1 Introduction

Due to several advantages like the exact and contactless energy input, the high energy density or the high flexibility, laser transmission welding (LTW) of thermoplastics is getting more and more important [1]. Currently, the quality and control standards of the customers are increasing, which results in a high demand of an online controlling system for LTW [2]. One opportunity to control the weld quality is the measuring of the process parameters and exclusively for the quasi-simultaneous welding (QSW) the measuring of the joining displacement [3].

Currently in most applications, the weld seam quality and also the process parameters are described by the energy input and not by the welding temperature, which can be measured by recent developments [4, 5]. Especially for the machine operator it is the easiest way to describe the process parameters by one value—the energy input. Most studies about LTW deal with the energy input to describe the variation of process parameters and to analyze the results, for example the weld strength [6]. The energy input in LTW leads to a temperature profile in the weld seam. This temperature influences material properties (e.g., the degree of crystallization), thermal degradation, adhesion and diffusion between the two joining partners. So the weld seam properties result from the temperature, which depends strongly on the process parameters [7, 8]. The main question is whether the energy input describes the weld quality in a sufficient way or whether the weld quality has to be described by the resulting temperature in the weld seam. For example during QSW, the weld temperature depends on the process parameters and the squeeze flow. So the energy input may not be sufficient to describe the weld quality.

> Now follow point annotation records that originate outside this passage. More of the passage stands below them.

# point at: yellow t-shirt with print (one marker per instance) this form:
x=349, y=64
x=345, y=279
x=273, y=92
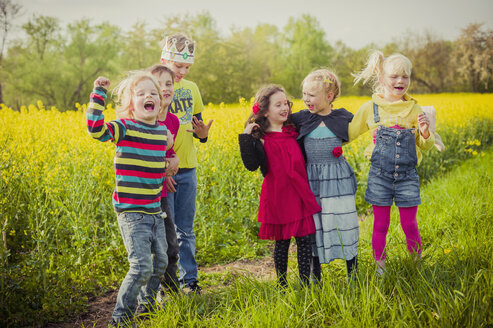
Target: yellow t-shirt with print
x=187, y=102
x=403, y=113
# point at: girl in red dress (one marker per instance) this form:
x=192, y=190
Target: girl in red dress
x=286, y=201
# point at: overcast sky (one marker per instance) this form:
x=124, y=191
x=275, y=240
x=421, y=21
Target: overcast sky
x=355, y=22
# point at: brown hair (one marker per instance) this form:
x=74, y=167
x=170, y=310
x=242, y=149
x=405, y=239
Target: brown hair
x=262, y=98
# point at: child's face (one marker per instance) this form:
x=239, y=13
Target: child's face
x=180, y=69
x=316, y=100
x=279, y=108
x=395, y=84
x=167, y=89
x=146, y=102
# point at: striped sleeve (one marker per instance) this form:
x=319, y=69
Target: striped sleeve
x=97, y=128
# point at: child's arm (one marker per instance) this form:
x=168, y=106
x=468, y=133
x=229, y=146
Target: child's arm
x=425, y=140
x=251, y=150
x=170, y=140
x=358, y=125
x=96, y=126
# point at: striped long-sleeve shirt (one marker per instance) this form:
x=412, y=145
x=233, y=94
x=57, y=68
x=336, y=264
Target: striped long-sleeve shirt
x=139, y=157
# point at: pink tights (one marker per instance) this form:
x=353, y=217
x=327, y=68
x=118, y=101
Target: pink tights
x=381, y=227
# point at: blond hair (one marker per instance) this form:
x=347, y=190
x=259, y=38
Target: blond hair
x=181, y=42
x=327, y=81
x=124, y=92
x=378, y=64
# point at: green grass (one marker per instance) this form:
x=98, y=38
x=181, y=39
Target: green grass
x=452, y=286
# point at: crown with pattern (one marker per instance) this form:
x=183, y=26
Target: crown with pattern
x=171, y=53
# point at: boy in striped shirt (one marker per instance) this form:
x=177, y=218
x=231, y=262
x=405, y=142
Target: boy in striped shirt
x=141, y=144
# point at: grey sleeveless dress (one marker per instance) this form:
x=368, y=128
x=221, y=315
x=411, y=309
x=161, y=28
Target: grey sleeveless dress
x=333, y=183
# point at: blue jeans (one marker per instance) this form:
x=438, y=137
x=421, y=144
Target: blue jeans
x=144, y=237
x=393, y=174
x=182, y=205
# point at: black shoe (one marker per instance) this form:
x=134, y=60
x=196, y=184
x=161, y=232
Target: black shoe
x=193, y=288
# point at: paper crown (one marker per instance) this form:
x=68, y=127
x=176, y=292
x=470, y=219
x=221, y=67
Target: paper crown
x=172, y=53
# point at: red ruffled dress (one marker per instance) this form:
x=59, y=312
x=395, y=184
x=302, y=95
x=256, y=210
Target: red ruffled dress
x=286, y=201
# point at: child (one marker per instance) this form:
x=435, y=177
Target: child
x=178, y=54
x=165, y=78
x=323, y=129
x=139, y=169
x=286, y=202
x=399, y=128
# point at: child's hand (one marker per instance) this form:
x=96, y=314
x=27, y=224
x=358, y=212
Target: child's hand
x=199, y=128
x=250, y=127
x=170, y=141
x=424, y=124
x=102, y=82
x=170, y=184
x=173, y=163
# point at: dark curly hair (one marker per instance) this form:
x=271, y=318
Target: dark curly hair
x=262, y=98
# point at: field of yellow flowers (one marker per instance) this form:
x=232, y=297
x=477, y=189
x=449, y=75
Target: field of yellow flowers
x=59, y=236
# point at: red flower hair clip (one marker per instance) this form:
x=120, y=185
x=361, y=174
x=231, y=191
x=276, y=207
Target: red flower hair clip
x=255, y=108
x=337, y=151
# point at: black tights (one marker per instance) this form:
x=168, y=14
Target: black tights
x=304, y=259
x=351, y=266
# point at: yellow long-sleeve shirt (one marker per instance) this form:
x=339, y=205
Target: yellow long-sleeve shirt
x=403, y=113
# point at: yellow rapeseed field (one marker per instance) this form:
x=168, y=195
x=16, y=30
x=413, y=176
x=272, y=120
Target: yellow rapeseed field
x=51, y=146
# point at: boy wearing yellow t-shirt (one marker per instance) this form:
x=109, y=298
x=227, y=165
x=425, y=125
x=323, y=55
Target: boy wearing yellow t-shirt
x=178, y=55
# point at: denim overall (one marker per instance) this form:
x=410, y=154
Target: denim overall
x=393, y=172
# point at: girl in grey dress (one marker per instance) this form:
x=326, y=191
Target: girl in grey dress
x=322, y=132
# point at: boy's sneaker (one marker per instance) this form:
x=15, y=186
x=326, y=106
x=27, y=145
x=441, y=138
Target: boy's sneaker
x=193, y=288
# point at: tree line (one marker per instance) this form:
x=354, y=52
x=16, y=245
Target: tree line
x=57, y=65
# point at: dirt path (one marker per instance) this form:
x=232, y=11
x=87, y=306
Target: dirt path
x=99, y=309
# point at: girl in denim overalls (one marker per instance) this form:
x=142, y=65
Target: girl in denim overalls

In this study, the optimal process parameters for QSW are determined by the weld strength for an industrially used material combination. The welding temperature is calculated by a FEM model for the design points. The influence of the energy input and the welding temperature on the weld strength is analyzed and compared to each other by using a correlation analysis.

2 Quasi-simultaneous laser transmission welding

For LTW, a laser absorbing and a laser transparent part are necessary. Both parts are in contact with each other. The laser beam passes through the transparent part with a low energy loss and is absorbed in the surface layers of the absorbing part. Due to thermal conductivity, the transparent part is heated, too. The irradiation of the joining area can be conducted by several strategies: mask, simultaneous, contour, and quasi-simultaneous welding [9, 10]. QSW uses a laser spot, which is moved very fast along the weld seam (scanning speed). The fast movement of the laser beam during QSW and the relatively low thermal conductivity of plastics allow the entire weld seam to be heated at roughly the same time. The result here is a squeeze flow into the weld bead, which leads to a joining displacement. The basic process parameters for QSW are the laser power, the scanning speed and the irradiation time, which can be summarized in the energy input, and also the joining pressure [11].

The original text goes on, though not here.